Traces of a vanished world in the heart of rural Toyama
For something truly unique, step into a pocket of living history with a trip to UNESCO-recognized Gokayama.
- The carefully preserved buildings of Ainokura and Suganuma
- Spending the night at one of Ainokura's gassho-zukuri inns
- Light up events in Suganuma (Fridays and Saturdays in March)
How to Get There
Gokayama can be accessed through a combination of trains and buses.
For those already in Toyama , the Takaoka and Shin-Takaoka stations serve as the central hub for the area. From Shin-Takaoka Station, take the World Heritage Bus for a one-hour direct trip to Gokayama. From Takaoka Station, take the Johama Train Line to Johana Station (50 minutes) and catch a 25-minute bus to Gokayama.
A glimpse of old Japan
With their carefully preserved gassho-zukuri buildings, Gokayama's rural villages overflow with old world charm and elegant simplicity. In summer, they offer a relaxing retreat from the big city bustle, while in winter you may feel as if you've walked into an old ukiyo-e print, whose snowy rooftops frame scenes of rustic beauty.
Say a little prayer
Ainokura and Suganuma are the modern names of the historical villages Taira and Kamitaira. Their famed “praying hands” buildings—so named for the thatched roofs resembling hands joined in prayer—range in age from one hundred to four hundred years old.
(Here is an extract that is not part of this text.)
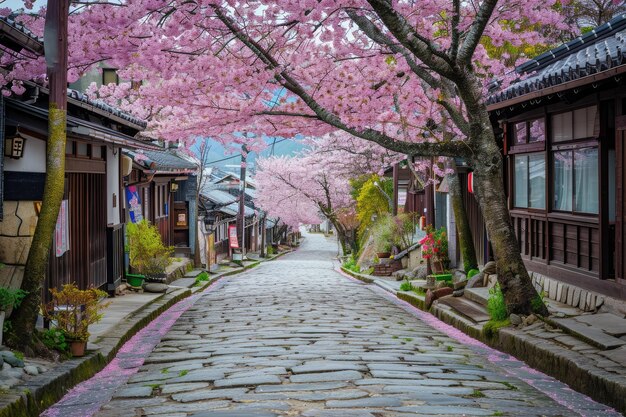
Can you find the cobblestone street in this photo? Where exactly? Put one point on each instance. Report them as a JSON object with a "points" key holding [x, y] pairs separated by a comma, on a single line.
{"points": [[295, 338]]}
These days, you can only see gassho-style villages in Toyama and neighboring Gifu Prefecture, whose Shirakawa-go shares Gokayama's UNESCO listing. Ainokura and Suganuma present rare and precious opportunities to experience a different side of Japanese culture.
Nature intertwined with culture
The appeal of Gokayama centers on the area's seamless blend of nature and culture. Unlike many other UNESCO sites in Japan, the traditional buildings here don't have to compete with modern urban environments. Instead, their rural setting preserves the natural harmony between the countryside and grass-thatched structures that almost seem to have sprouted from the earth.
The setting evokes a simpler time preserved in the sturdy buildings and peaceful walks of Gokayama now all but vanished into the cultural memory of Japan.
Don't judge a gassho-zukuri by its cover
Appreciating gassho-zukuri goes beyond admiring their external appearance. Some of the buildings house quaint eating establishments and lodgings, reflecting their historical role as traditional minka dwellings. Consider staying a night in Gokayama to immerse yourself in the ancient charm.
While walking the streets may be akin to exploring an open-air museum, staying at a traditional minka and sampling local delicacies within their walls further enhances the old-world experience.
Feel the warmth
Even if you don't stay in one of these buildings overnight, make sure you take the opportunity to look inside. When seen from within, the gassho-zukuri structures reveal a range of clever subtleties, such as the open lofts that served as spaces for silkworm cultivation. More than that, there is a palpable feeling of warmth to the old wood interiors that is best experienced firsthand.
When to Go
Ainokura and Suganuma are open year-round from 9 a.m. to 5 p.m.
On Fridays and Saturdays in March, Suganuma hosts a light up event at night. There are similar events in January and February.
Ainokura hosts light up events at various times throughout the year.